Until his death, Ali had lived in Banasree, Dhaka with his wife Farzana Ali Mimi, a singer and youngest daughter, Adrita Alauddin Rajkonna.

== Interview ==

- "Newsic - Alauddin Ali (আলাউদ্দিন আলী)" (2016)
- "Igloo Taroka Kathon - Alauddin Ali" (2018)
- "Ganer Utshob - A Tribute to Alauddin Ali"

== Notable songs ==
The number of songs composed by him is more than 5 thousand. In his career of more than four decades, he directed for playback songs of an average of 10 films every year.
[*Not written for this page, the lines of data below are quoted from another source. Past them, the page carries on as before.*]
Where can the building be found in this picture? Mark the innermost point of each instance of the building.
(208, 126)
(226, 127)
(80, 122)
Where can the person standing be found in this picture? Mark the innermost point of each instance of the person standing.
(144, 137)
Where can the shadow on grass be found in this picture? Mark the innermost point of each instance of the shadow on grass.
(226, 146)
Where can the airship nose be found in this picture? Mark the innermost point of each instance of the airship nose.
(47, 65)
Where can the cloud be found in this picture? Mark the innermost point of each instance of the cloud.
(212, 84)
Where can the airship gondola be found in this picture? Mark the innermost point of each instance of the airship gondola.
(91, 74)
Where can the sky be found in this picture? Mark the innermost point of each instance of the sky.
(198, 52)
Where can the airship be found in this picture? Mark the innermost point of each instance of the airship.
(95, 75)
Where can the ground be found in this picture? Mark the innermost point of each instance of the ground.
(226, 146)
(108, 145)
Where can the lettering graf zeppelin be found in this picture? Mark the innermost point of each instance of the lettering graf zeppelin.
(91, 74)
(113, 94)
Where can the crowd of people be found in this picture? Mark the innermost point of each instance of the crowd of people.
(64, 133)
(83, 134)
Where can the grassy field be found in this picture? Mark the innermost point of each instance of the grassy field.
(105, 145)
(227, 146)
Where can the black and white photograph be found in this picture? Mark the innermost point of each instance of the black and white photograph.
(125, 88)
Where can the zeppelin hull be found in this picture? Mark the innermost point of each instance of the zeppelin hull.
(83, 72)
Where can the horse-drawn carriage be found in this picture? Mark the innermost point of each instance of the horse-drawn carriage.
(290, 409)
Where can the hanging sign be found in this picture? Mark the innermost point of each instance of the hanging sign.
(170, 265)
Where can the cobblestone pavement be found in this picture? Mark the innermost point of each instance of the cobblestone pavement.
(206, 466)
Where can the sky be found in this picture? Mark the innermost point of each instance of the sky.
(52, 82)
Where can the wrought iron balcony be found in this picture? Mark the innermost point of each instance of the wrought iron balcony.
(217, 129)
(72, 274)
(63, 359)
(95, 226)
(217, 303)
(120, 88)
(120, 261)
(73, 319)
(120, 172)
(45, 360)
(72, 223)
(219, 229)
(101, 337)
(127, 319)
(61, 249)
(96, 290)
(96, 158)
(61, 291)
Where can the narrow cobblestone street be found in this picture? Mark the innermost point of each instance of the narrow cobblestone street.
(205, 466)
Some of the notable songs of Alauddin Ali are:

- Premer Agune
- Chokher Nojor Emni Koira
- Sukhe Thako, O Amar Nandini, Hoye Karo Ghoroni
- Surjodoye Tumi Surjasteo Tumi
- Bondhu Tin Din Tor Barit Gelam
- Sagarika
- Ekbar Jodi Keu Bhalobashto
- Barir Loke Koy
- Istishoner Rail Garita
- Ei Duniya Ekhon Toh Aar Sei Duniya Nai
- O Amar Bangla Maa Tor Aakul Kora
- Hoy Jodi Bodnam Hok Aro
- Amar Moto Eto Shukhi
- Jetuku Somoy Tumi Thako Kache
- Dukkho Bhalobeshe Premer Khela Khelte Hoy
- Prothom Bangladesh Amar Sesh Bangladesh
- Emon O toh Prem Hoy, Chokher Jole Kotha Koy
- Sobai Bole Boyos Bare Ami Boli Kome Re
- Amar Gethe Dao Na Maago, Ekta Polash Phool Er Mala
- Achen Amar Moktar, Achen Amar Barrister
- Haire Kopal Mondo, Chokh Thakite Ondho
- Shoto Jonomer Shopno Tumi Amar Jibone Ele
- Keu Kono Din Amare Toh Kotha Dilo Na
- Pari Na Bhule Jete, Sriti Ra Mala Gethe
- Jonmo Theke Jolchi Maago
- E Jibon Tomake Dilam Bondhu
- Amar Moner Bhetor Onek Jala Agun Hoiya Jole
- Je Chilo Drishtir Shimanay
- Bhalobasha Joto Boro Jibon Toto Boro Noy
- Tumi To Ager Moto Royesho Moner Moto
- O matir manush Ohonkare Ondho Hoye Korli Jare Hela

== Awards ==

| S/N | Name of Award / Honour | Years | Category | For the Movie / Work | Note |
| 1 | All Pakistan Children's Award | 1964 | Best Children Artist as a Violinist | N/A | Won |
| 2 | Grand celebrations of 300th anniversary of Kolkata, held in Salt Lake Stadium | 1990 | N/A |  | Accorded a reception |
| 3 | National Film Awards (Bangladesh) | 1985 | Best Lyricist | Premik (1985) | Won |
| 4 | 1978 | Best Music Director | Golapi Ekhon Traine (1978) | Won |
| 1979 | Sundori (1979) |
| 1980 | Koshai (1980) |
| 1988 | Jogajog (1988) |
| 1990 | Lakhe Ekta (1990) |
| 5 | 2002 | Best Music Composer | Laal Doriya (2002) | Won |
| 6 | Ifad Film Club Award | 2012 | Best Music Director | N/A | Won |
| 7 | 39th Bachsas Awards | 2013 | Best Music Director | Golapi Ekhon Bilatey (2010) | Won |
| 8 | Ananda Binodon Star Awards 2014 | 2014 | Lifetime Achievement | Awarded for the contribution in music for the years 2003 -2014 | Received |
| 9 | Shaheed Altaf Mahmud Padak | 2015 | N/A | Awarded for outstanding contributions to the music | Received |
| 10 | SCB-The Daily Star "Celebrating Life" | 2015 | Lifetime Achievement | Awarded for monumental contributions to Music | Won |
| 11 | 12th Channel i Music Awards | 2017 | Special Honour | N/A | Received |

== Death ==
Ali had been suffering from pneumonia and blood infection for a long time. Alauddin Ali was first taken to Bangkok on 3 July 2015. After examination there, it was found that he had a tumor in his lung. Then he underwent treatment for cancer along with other physical problems. Earlier, he was admitted to hospital on several occasions. For a long time he was suffering from respiratory problems. He was treated in Bangladesh and Bangkok. He also been received treatment at the Center for Rehabilitation of the Paralyzed in Savar for a long period. When his physical condition deteriorated, he was admitted to Universal Medical College Hospital in Mohakhali. Considering the situation, he was given life support. Ali died at 5:50 pm on 9 August 2020. He was 67. He was buried at Mirpur Martyred Intellectuals Graveyard in Dhaka on 10 August 2020.